One bill targeting mill levy elections has raised concerns among public education advocates, including MTSBA and SAM. House Bill 206, sponsored by Republican Rep. Ron Marshall of Hamilton, would require mill levy elections to have a 50% registered voter turnout.
There’s presently no voter turnout requirement in state law.
While it does not directly target public education, it would impact school levies and how they go about getting funding.
“The Legislature has encouraged school districts to rely very heavily on the use of voted levies in order to provide a basic system of free, quality schools,” Melton said. “Managing to find a way to get 50% of your population of qualified electors to show up to vote is fairly difficult.”
During a hearing in the House State Administration Committee, HB 206 largely faced opposition during public comments.
There are a handful of drafted bills that haven’t been introduced yet, including one that would expand on the Teach Act from the previous session and one that would create a school health insurance trust, where schools could opt into the pool for lower health insurance costs.
Another, LC 1350, would offer programming and funding for schools to develop intervention strategies to help students read at grade level by the third grade.
“If there’s an early literacy or an early childhood bill that can help support what we’re doing on our own with the Bozeman Reads program, that would be exciting,” Bertram said, referring to the district’s own literacy program.
Organizations like the School Administrators of Montana and MTSBA have spent the last six months or so setting their legislative priorities and are working to keep school districts, board and central office staff informed.
“I would say the bills we’re seeing align pretty well with some of our priorities,” Watson said, adding they haven’t seen too much around recruitment and retention yet.

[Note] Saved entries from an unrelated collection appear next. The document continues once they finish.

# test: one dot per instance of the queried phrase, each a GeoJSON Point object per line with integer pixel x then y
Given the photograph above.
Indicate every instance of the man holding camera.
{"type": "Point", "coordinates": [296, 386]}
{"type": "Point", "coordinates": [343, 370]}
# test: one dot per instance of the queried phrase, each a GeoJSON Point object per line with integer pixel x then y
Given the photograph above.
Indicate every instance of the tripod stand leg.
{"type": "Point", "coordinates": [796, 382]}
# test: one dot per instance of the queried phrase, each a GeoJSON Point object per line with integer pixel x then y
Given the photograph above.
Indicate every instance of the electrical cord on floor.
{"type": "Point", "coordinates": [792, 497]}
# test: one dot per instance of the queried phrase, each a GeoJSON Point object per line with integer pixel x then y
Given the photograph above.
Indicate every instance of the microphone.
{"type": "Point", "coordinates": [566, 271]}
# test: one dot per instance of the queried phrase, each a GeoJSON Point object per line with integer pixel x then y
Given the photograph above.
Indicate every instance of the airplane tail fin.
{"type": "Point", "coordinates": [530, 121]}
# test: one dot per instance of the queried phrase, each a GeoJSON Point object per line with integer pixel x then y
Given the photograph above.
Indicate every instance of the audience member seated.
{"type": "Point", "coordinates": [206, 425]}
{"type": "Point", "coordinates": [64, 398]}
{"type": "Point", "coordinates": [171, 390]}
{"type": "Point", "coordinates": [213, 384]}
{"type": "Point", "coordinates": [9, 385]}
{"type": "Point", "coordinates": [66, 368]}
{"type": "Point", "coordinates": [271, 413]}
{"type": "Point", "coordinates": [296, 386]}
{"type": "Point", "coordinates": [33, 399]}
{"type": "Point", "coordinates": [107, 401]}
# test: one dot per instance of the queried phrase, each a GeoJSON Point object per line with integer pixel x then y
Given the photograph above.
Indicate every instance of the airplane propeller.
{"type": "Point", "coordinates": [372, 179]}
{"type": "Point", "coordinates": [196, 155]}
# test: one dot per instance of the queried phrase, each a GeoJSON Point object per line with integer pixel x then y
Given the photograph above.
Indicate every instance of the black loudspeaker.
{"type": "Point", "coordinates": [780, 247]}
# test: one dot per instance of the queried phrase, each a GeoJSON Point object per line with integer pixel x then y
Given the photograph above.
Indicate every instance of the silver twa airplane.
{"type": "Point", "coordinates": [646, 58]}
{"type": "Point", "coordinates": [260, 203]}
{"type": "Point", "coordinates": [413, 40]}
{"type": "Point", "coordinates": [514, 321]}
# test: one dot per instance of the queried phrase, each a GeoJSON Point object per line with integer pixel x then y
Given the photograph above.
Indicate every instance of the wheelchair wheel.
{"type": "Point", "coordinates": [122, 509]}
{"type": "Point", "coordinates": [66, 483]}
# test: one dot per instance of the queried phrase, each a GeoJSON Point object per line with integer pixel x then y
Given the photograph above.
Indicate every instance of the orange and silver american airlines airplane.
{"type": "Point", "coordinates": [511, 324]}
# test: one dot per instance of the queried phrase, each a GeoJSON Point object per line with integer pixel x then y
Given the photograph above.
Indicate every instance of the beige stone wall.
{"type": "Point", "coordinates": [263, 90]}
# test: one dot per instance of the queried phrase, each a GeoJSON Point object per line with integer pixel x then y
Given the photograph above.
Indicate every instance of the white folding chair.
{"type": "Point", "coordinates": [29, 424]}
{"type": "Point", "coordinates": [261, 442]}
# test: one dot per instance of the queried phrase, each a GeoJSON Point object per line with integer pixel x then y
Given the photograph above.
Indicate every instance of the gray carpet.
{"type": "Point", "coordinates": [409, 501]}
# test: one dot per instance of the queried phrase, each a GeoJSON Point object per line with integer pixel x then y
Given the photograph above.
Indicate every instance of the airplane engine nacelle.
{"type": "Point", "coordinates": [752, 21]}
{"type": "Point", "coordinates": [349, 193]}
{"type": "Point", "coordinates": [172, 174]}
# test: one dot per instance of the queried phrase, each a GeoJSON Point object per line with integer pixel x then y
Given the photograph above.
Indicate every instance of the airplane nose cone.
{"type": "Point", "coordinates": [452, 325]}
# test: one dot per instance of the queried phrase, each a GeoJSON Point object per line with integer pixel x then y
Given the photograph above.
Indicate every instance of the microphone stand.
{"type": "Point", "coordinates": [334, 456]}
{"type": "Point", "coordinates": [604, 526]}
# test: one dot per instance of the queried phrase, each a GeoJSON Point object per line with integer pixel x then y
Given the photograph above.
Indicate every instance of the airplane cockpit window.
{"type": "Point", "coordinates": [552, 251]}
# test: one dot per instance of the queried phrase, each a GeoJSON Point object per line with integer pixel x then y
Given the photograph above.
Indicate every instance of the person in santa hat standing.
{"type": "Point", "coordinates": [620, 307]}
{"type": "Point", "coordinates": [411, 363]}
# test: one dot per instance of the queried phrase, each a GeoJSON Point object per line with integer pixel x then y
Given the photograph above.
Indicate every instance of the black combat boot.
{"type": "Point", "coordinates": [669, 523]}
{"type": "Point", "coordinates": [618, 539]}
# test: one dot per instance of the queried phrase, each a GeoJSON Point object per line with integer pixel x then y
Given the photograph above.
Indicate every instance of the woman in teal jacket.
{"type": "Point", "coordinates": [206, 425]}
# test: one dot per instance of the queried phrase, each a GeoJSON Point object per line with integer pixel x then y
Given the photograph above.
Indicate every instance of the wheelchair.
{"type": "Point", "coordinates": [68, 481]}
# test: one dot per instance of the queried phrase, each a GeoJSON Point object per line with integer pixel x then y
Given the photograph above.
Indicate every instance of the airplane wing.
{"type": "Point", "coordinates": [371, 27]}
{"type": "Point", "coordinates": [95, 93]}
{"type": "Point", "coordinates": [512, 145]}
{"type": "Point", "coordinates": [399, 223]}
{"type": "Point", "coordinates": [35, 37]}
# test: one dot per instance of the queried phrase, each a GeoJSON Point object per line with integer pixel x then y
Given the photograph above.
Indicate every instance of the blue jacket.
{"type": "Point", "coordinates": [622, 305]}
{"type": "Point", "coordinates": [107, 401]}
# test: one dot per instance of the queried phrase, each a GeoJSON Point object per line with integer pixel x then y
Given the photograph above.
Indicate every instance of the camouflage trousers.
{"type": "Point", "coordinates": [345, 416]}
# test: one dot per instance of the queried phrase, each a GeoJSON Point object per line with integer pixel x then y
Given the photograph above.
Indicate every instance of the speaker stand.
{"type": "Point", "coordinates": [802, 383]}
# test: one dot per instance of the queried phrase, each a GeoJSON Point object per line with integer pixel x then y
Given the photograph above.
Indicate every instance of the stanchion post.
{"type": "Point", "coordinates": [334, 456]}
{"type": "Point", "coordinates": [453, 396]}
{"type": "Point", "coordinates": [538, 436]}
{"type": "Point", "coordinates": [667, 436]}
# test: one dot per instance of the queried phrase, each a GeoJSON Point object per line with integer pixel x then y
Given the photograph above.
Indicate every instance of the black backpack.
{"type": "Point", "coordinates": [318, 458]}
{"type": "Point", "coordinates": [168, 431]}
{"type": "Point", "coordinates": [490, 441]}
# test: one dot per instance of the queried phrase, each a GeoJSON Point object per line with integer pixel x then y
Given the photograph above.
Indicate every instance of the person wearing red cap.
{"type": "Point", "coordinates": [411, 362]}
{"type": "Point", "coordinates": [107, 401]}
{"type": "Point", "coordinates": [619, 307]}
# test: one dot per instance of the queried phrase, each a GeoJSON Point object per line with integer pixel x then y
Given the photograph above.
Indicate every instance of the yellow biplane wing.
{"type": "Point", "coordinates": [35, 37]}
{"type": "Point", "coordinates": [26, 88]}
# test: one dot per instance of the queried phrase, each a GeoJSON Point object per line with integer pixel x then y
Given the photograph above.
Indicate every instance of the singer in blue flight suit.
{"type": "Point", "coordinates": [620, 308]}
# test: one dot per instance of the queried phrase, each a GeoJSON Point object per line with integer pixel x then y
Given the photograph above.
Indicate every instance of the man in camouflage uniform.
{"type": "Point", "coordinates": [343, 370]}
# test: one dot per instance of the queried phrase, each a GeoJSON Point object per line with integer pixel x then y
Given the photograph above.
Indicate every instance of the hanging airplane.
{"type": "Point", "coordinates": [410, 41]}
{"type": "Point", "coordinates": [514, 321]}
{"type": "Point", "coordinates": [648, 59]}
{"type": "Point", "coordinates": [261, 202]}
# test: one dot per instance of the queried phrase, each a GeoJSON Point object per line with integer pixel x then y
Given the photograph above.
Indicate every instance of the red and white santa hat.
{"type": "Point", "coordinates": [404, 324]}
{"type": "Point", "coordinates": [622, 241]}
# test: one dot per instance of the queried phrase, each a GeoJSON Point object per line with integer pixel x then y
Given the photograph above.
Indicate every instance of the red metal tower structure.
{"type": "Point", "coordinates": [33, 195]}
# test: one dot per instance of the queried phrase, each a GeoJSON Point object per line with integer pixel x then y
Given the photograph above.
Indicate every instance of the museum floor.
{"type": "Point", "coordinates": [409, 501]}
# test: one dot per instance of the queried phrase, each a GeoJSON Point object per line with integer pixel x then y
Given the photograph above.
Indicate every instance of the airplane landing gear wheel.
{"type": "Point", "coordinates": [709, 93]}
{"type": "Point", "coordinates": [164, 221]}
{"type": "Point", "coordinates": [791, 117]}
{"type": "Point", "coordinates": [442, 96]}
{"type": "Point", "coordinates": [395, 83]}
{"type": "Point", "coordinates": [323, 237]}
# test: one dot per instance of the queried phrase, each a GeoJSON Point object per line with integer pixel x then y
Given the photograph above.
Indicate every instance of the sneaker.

The work of tracking bills in the Legislature, anticipating potential changes and planning for upcoming May elections, isn’t necessarily a new feeling.
While MTSBA is tracking over 200 bills that could impact public education, Melton said that’s about average for a session and many of them won’t gain traction.
“Public education is a preoccupation of the Montana Legislature. It has been for a long time,” Melton said. “There are a variety of ideas in the Legislature among the legislators and different factions within the parties and the differences between the parties. I’ve been lobbying the Legislature on public education since ’97, and I’ve never had a relaxing session in my life.”